Economic uncertainty has increased as consumer sentiment, geopolitical risk, sustained higher interest rates, and downward movement in some macroeconomic indicators have all had their impact on threats to the banking system, the national bank regulator said Monday.
In its Semiannual Risk Perspective for Spring 2025, the Office of the Comptroller of the Currency (OCC) outlined five key risks to the federally regulated banks and thrifts. Those are risks in commercial credit, operations, compliance, retail credit and markets.
The agency termed the first three risks as increasing or elevated.

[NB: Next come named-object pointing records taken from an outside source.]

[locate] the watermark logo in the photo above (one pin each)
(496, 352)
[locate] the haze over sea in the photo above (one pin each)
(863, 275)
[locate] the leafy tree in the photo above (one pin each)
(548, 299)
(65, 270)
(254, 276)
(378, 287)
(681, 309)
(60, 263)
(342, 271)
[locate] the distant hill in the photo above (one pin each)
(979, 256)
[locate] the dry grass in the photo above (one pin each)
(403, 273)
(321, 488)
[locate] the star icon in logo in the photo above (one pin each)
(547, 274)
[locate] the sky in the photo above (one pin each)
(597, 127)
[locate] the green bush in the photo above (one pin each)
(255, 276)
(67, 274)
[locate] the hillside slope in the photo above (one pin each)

In commercial credit, the OCC report said geopolitical risk, sustained higher interest rates, growing caution among businesses and their customers, and other macroeconomic uncertainty are to blame for the rising threat.
“Pockets of risk remain for some commercial real estate property types and vary by geographic market and product type. Refinance risk remains high for loans underwritten during a period of lower interest rates.
Regarding operational risk, the OCC report asserted that banks’ failure to upgrade their systems and digitize “may result in loss of market share to competitors offering faster and cheaper payment alternatives.” The report also warned that criminals are exploiting traditional payment systems and fraud schemes are rampant. It indicated checks, wire transfers, peer-to-peer payment platforms, and insiders are all subject to fraud.
As for increased compliance risk, the report pointed to Bank Secrecy Act/anti-money laundering (BSA/AML) and consumer compliance risks associated with elevated fraud levels, account access concerns, and evolving business models.